Optimization Framework (Steve W)

  • Steve is doing 3 one-month sabbatic rotations at TACC.
  • In modeling, parameter estimation requires hpc resources.
  • The range of models is extremely broad in terms of the mathematics, computer approaches, and subjects being modeled.
    • Network models (metabolic, gene, continuous time differential equation based, a transcript)
      • Often implemented as SBML scripts
    • Ecophysiological models which tend to be whole plant models. 
      • Most often implemented as computer language models compiled into executables. May represent many environmental variables, genotypes, etc.
    • Linear models…
  • The challenge is how to get all these different model types into one framework.
  • The linear models may bridge the other model types.
  • What seems to be a reasonable approach is:
    • Develop some tools that will let you fit models that take the linear forms into account.

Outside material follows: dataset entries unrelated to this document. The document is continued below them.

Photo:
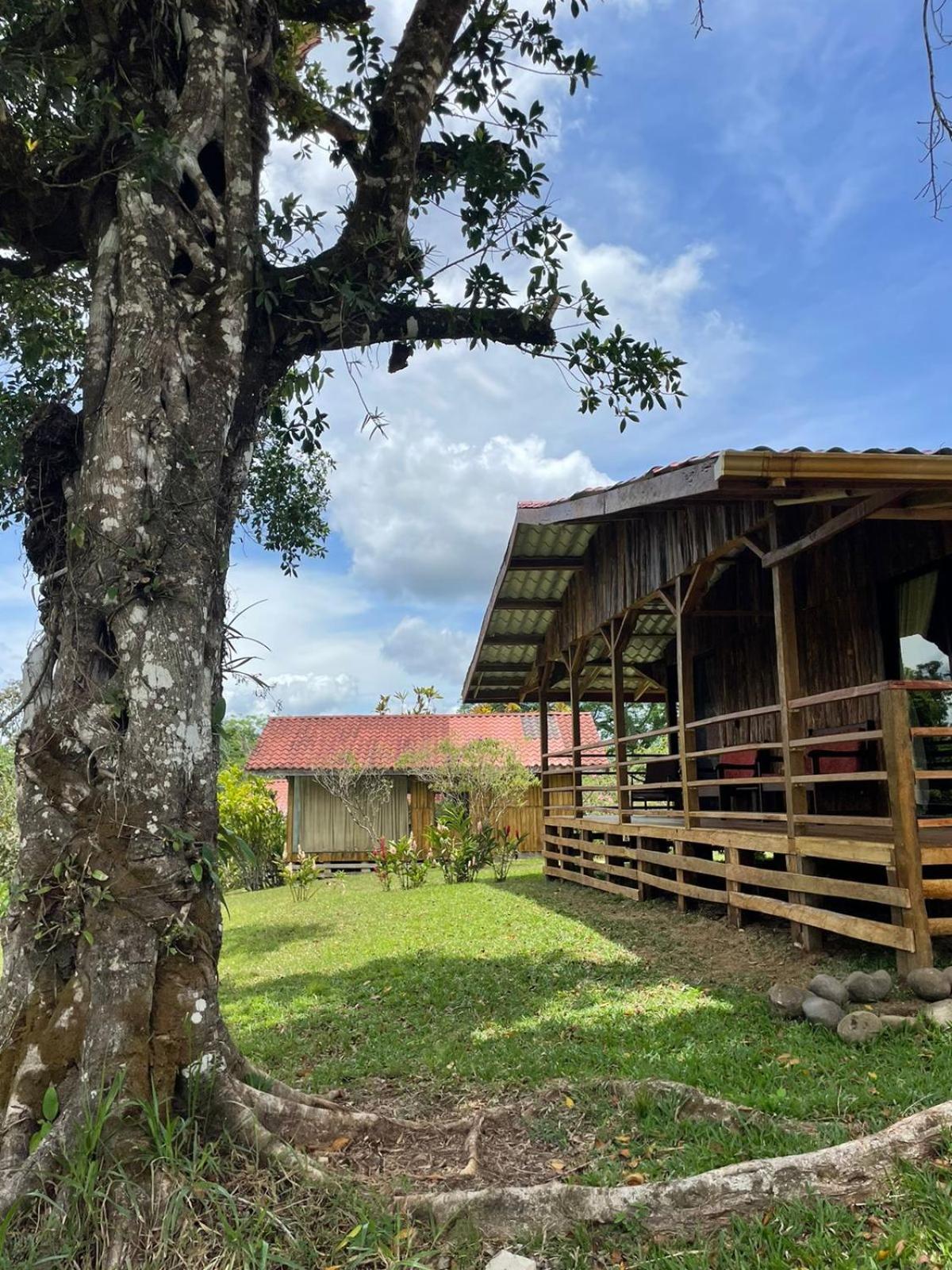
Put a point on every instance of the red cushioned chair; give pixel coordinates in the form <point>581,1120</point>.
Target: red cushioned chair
<point>739,766</point>
<point>837,757</point>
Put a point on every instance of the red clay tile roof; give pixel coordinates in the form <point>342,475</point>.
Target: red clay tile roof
<point>279,789</point>
<point>301,743</point>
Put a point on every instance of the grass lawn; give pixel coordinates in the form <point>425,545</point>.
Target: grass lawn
<point>486,991</point>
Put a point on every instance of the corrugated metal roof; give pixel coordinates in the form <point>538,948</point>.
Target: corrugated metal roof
<point>564,527</point>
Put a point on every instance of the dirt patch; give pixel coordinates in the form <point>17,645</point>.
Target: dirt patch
<point>533,1138</point>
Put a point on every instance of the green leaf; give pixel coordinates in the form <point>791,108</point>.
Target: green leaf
<point>51,1104</point>
<point>38,1136</point>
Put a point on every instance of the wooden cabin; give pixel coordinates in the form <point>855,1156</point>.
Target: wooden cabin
<point>793,614</point>
<point>292,747</point>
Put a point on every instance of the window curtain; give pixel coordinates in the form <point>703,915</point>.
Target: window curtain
<point>917,598</point>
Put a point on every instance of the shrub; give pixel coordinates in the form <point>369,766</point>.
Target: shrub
<point>301,876</point>
<point>505,848</point>
<point>460,850</point>
<point>403,859</point>
<point>486,775</point>
<point>251,821</point>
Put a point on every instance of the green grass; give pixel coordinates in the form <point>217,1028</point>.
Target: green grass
<point>488,990</point>
<point>511,986</point>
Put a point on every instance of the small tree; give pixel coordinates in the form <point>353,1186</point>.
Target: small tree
<point>424,700</point>
<point>484,775</point>
<point>249,816</point>
<point>362,791</point>
<point>238,738</point>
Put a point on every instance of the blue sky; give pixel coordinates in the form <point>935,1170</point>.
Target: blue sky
<point>748,198</point>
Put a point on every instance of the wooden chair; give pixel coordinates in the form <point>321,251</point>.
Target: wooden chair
<point>663,772</point>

    • Allows you to segue across the model types. 
    • SBML models converted to C, tao, parameters optimized
  • Wants to bring together a prototype and then get community input.

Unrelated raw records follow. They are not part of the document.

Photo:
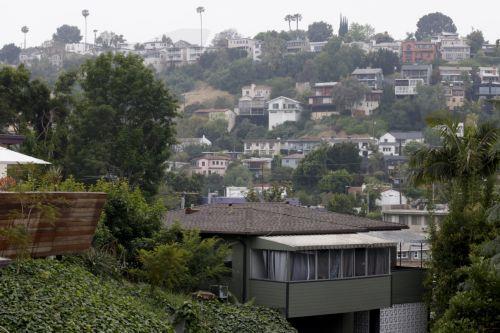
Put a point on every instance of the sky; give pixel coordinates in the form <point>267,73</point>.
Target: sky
<point>146,19</point>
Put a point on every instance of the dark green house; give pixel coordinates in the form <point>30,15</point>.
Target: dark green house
<point>326,272</point>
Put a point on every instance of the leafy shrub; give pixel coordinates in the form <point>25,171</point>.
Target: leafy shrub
<point>48,296</point>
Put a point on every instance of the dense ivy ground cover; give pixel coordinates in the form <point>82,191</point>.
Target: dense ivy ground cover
<point>48,296</point>
<point>51,296</point>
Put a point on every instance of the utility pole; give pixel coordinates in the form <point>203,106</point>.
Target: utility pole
<point>85,13</point>
<point>200,10</point>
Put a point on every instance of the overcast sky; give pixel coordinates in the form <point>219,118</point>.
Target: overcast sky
<point>145,19</point>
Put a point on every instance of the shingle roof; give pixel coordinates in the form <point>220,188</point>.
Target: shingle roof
<point>265,219</point>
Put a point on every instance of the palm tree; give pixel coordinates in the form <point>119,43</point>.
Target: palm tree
<point>85,13</point>
<point>25,30</point>
<point>297,17</point>
<point>289,18</point>
<point>466,157</point>
<point>200,10</point>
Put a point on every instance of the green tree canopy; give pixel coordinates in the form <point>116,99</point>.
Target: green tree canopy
<point>335,181</point>
<point>67,34</point>
<point>326,158</point>
<point>342,203</point>
<point>9,53</point>
<point>123,124</point>
<point>432,24</point>
<point>475,40</point>
<point>319,31</point>
<point>237,175</point>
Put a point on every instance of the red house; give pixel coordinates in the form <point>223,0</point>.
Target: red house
<point>418,52</point>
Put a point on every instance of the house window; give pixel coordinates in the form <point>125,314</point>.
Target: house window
<point>303,266</point>
<point>269,265</point>
<point>360,262</point>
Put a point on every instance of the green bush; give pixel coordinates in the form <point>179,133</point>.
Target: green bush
<point>48,296</point>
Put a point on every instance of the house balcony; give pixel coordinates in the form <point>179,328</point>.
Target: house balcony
<point>314,298</point>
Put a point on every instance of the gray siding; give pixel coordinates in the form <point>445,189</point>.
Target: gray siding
<point>268,293</point>
<point>407,285</point>
<point>328,297</point>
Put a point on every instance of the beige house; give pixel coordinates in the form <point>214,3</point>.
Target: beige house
<point>214,114</point>
<point>210,164</point>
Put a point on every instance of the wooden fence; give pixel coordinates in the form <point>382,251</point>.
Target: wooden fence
<point>56,222</point>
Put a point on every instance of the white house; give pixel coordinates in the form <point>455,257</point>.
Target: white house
<point>391,197</point>
<point>282,109</point>
<point>406,87</point>
<point>292,161</point>
<point>392,143</point>
<point>252,46</point>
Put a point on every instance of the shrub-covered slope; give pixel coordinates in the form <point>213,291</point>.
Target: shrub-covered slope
<point>48,296</point>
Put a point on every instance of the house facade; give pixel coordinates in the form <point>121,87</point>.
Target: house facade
<point>292,161</point>
<point>320,102</point>
<point>283,109</point>
<point>417,220</point>
<point>210,164</point>
<point>308,263</point>
<point>213,114</point>
<point>488,74</point>
<point>454,95</point>
<point>392,143</point>
<point>253,47</point>
<point>368,104</point>
<point>454,74</point>
<point>407,87</point>
<point>365,144</point>
<point>372,77</point>
<point>417,71</point>
<point>414,52</point>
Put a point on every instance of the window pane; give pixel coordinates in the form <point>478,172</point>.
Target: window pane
<point>323,265</point>
<point>378,261</point>
<point>303,266</point>
<point>360,262</point>
<point>277,265</point>
<point>335,256</point>
<point>348,263</point>
<point>259,264</point>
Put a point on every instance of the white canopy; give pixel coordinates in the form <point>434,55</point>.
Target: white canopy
<point>8,156</point>
<point>329,241</point>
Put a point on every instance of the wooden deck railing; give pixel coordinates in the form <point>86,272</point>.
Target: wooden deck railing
<point>56,222</point>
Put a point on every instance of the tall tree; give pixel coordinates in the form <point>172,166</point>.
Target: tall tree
<point>383,37</point>
<point>297,18</point>
<point>466,164</point>
<point>9,53</point>
<point>343,26</point>
<point>319,31</point>
<point>289,18</point>
<point>221,38</point>
<point>359,32</point>
<point>347,93</point>
<point>475,40</point>
<point>124,123</point>
<point>67,34</point>
<point>432,24</point>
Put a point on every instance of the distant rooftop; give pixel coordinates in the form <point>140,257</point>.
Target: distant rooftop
<point>407,135</point>
<point>268,219</point>
<point>359,71</point>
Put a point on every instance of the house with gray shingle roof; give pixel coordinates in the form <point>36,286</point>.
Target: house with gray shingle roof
<point>309,262</point>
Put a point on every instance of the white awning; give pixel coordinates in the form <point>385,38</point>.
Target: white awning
<point>331,241</point>
<point>8,157</point>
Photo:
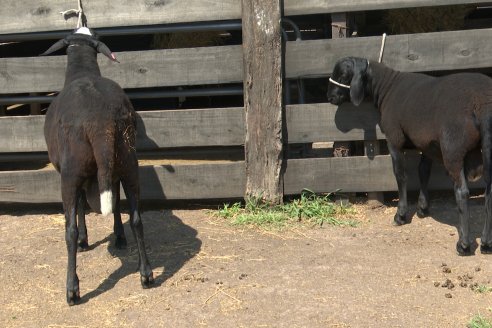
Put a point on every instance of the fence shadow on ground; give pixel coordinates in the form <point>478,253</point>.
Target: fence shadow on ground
<point>169,242</point>
<point>443,209</point>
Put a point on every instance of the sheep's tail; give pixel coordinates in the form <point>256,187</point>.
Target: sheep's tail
<point>486,134</point>
<point>104,153</point>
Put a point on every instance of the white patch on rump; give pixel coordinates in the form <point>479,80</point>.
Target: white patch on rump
<point>107,202</point>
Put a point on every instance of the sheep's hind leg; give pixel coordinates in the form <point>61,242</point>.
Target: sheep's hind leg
<point>486,241</point>
<point>70,196</point>
<point>119,231</point>
<point>83,241</point>
<point>398,160</point>
<point>463,246</point>
<point>146,275</point>
<point>425,167</point>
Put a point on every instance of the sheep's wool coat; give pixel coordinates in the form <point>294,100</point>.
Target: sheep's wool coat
<point>83,30</point>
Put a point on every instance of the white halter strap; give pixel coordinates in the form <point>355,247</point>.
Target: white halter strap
<point>339,84</point>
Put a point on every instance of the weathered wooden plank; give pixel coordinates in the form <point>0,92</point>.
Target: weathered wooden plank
<point>158,182</point>
<point>212,65</point>
<point>358,174</point>
<point>156,129</point>
<point>227,180</point>
<point>44,15</point>
<point>138,69</point>
<point>214,127</point>
<point>263,99</point>
<point>306,7</point>
<point>410,52</point>
<point>191,128</point>
<point>326,122</point>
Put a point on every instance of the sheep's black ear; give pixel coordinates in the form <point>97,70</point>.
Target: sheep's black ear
<point>57,46</point>
<point>102,48</point>
<point>357,83</point>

  • The major challenge is how to get the various pieces of such a system to work together.
  • Can see how to do much of it in the iPlant environment:
    • Have user login to iplant
    • Add calibration data
    • Specify the model (script file or executable)
    • Specify the options
    • Output specifications
  • This seems straight forward in iPlant environment
  • Challenge is when job begins running and things are on different cores.

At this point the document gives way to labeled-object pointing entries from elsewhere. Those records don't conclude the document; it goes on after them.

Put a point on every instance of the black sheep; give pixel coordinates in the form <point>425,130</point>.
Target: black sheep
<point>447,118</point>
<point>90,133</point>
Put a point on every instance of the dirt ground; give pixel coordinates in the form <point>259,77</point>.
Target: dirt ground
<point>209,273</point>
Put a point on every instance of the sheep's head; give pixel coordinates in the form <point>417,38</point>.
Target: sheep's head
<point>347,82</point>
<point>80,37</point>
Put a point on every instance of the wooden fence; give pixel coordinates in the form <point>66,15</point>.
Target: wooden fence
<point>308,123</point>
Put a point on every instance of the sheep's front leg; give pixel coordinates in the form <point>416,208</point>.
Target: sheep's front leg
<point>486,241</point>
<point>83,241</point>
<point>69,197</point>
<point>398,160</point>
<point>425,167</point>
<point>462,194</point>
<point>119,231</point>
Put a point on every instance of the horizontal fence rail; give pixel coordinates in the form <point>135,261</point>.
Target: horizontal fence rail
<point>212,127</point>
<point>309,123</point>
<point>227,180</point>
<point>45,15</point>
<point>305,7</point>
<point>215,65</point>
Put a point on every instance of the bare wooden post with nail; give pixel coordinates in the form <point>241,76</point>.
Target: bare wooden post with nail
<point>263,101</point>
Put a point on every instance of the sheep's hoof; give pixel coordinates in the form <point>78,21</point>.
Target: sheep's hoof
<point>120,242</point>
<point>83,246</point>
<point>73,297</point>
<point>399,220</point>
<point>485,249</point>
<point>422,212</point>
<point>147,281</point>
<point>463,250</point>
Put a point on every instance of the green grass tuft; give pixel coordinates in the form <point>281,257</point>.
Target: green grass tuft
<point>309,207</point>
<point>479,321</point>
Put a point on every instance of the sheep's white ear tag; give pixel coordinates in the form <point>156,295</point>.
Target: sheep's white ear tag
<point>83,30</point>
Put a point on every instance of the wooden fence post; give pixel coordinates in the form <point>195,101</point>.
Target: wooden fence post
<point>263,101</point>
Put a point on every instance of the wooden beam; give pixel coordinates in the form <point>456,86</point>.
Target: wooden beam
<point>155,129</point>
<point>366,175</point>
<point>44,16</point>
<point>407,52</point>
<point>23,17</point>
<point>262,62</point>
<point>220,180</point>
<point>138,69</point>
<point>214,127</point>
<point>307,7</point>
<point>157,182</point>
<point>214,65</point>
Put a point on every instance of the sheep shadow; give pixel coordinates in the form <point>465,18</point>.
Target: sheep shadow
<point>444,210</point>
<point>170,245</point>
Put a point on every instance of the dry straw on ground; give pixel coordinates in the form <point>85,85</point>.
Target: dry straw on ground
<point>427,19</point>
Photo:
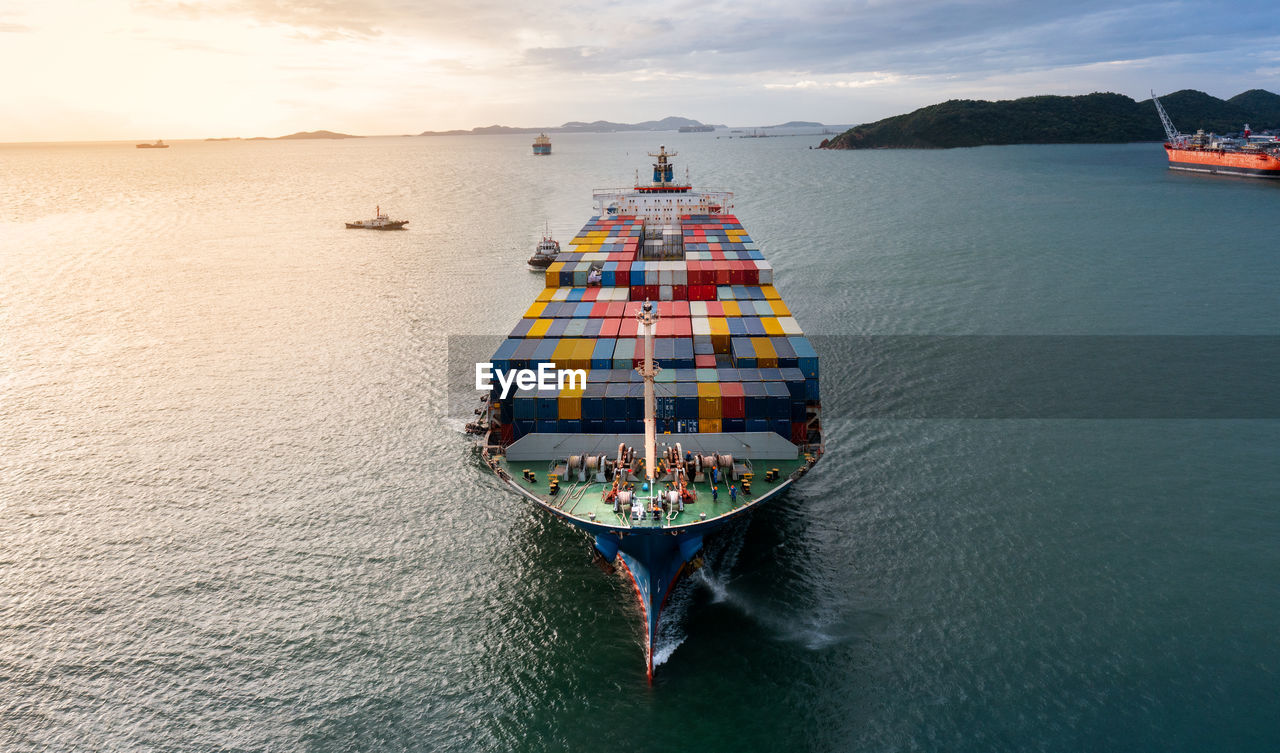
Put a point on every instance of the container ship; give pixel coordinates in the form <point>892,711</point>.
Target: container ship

  • Looking at available protocols: 
    • systems biology workbench allows tools to talk to each other via a protocol. Has a nice message passing protocol.
    • Another protocol: mpi interface (message passing interface) is commonly used in hpc
  • Googled the OSI Model on Wikipedia
  • He’s implementing mpi to move messages from one computer to another. Decode systems biology messages and pass them to tools.
  • Goals of the prototype:
    • Use the different classes of models
    • Allow for constrained optimization
    • Penalty functions
    • Work in a cluster environment
  • Some things they are doing are innovative in TACC:
    • Set up a sphere of MPI applications; set up a second sphere and have the two dock. 
  • They are working on two examples:
    • Optimizing set of parameters for Arabidopsis flowering time project
    • Network model for wheat (Wacek)

Action Item

  • Matt and Tom will talk offline about the DE being the home for the Gates C4 tools.